DRUMMING UP (LITTLE) SUPPORT
Ohio Gov. John Kasich will make a campaign stop in Medford Thursday evening as he continues his bid for the Republican presidential nomination, but locals interviewed in Medford on the eve of his arrival seemed unaware or unimpressed by the visit.
“I think it’s a big sham,” said 62-year-old Medford resident Lee Saltzman, who said he plans to vote for a Republican in the general election. “The only reason Kasich is still in the race is to get a contested election in the end.”
Kasich will make his campaign stop at a gym at Central Medford High School, 815 S. Oakdale Ave., Medford. Doors will open at 5:30 p.m., and Kasich is scheduled to appear at 6:30 p.m.
Natalie Hurd, a spokeswoman for the Medford School District, said the Kasich campaign originally asked for a bigger gym but changed the venue to a smaller gym on the campus. The gym is rented out for $50 an hour.
“They asked us to set up 300 seats,” she said. “But we have the capability to pull out the bleachers to accommodate more people.”
Kasich, who has won only one state in the primary campaign, and fellow GOP candidate Ted Cruz have agreed to divide their efforts in upcoming contests, with Cruz focusing on Indiana and Kasich devoting his efforts to Oregon and New Mexico. Kasich's visit to Medford comes two days after Trump swept all five primaries in the New England area.
According to an Associated Press analysis, Trump has 987 delegates, Cruz has 562 and Kasich has 153. Marco Rubuo, who dropped out of the race in March, still leads Kasich with 171 delegates. To win the nomination, a candidate must have 1,237 delegate votes.
Saltzman said his ideal presidential ticket would be Trump for president and Cruz for vice president, or vice versa. He said he’d be happy if Cruz were appointed to the Supreme Court.
“I’d vote for Trump in a heartbeat,” he said. “I wouldn’t vote for Hillary (Clinton) if my life depended on it.”
Republican leaders Sal and Jan Esquivel of Medford said they didn't plan to attend the Kasich event.
“We’re not real excited either,” said Rep. Sal Esquivel, a Medford resident. “It’s difficult to support someone you know can’t win mathematically.”
Esquivel’s wife, Jan, past president of Jackson County Republican Women, said, “I’m disappointed that Cruz gave up Oregon so easily.”

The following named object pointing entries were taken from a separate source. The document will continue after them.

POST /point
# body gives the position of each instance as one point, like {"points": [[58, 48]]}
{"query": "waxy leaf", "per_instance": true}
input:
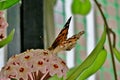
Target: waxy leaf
{"points": [[7, 3], [117, 54], [99, 61], [89, 60], [8, 39]]}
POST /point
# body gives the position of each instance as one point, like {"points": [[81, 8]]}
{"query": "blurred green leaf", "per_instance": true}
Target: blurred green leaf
{"points": [[117, 54], [8, 39], [7, 3], [89, 60], [76, 5], [55, 77], [99, 61], [81, 7]]}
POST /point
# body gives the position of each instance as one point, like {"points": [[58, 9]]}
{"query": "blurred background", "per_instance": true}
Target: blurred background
{"points": [[38, 22]]}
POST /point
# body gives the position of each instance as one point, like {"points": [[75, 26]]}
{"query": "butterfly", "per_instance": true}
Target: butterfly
{"points": [[40, 64]]}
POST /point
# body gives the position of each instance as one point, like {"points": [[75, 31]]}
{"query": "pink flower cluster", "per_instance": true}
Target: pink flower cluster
{"points": [[3, 26], [39, 62]]}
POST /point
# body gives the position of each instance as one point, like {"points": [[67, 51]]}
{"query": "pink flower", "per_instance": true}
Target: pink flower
{"points": [[37, 62]]}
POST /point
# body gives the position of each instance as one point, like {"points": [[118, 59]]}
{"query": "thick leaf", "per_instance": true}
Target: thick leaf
{"points": [[81, 7], [117, 54], [90, 59], [8, 39], [55, 77], [7, 3], [99, 61]]}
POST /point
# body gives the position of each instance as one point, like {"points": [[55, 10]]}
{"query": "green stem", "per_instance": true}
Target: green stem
{"points": [[114, 37], [109, 40]]}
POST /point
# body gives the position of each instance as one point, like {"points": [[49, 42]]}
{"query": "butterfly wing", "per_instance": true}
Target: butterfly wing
{"points": [[62, 35], [69, 43]]}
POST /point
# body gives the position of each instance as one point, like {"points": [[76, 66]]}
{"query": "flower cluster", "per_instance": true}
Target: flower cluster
{"points": [[34, 65]]}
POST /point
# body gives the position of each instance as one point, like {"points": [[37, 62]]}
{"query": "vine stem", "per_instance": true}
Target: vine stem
{"points": [[109, 39]]}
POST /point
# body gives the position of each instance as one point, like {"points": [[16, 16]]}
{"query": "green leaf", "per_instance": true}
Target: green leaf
{"points": [[81, 7], [55, 77], [99, 61], [8, 39], [89, 60], [117, 54], [76, 5], [7, 3]]}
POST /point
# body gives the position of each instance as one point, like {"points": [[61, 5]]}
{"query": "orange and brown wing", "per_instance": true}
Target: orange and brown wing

Teri Eaves, a 56-year-old Medford resident, said she’s not particularly impressed with any of the Republican candidates.
“I think the Republicans are like a bunch of teenage boys,” she said.
Eaves said Bernie Sanders and Trump are the two candidates in the race who are really shaking things up, while Kasich has projected a different image.
“He’s probably the most mild-mannered of the bunch,” she said.
Despite her concerns about the nature of the Republican race, Eaves said, “I’d rather have Donald Trump get in than Ted Cruz.”
Some local residents had to be reminded who Kasich is, while others denounced the antics on display during the primary season.
“I feel the Republican Party is grasping at straws,” said 27-year-old Medford resident Patrick McIntire. “I feel the Republican Party is on the verge of becoming irrelevant.”
McIntire was somewhat appreciative, but not particularly excited, about Kasich coming to town.
“At least he’s making an effort to come to Medford,” he said. “He just doesn’t have the star power.”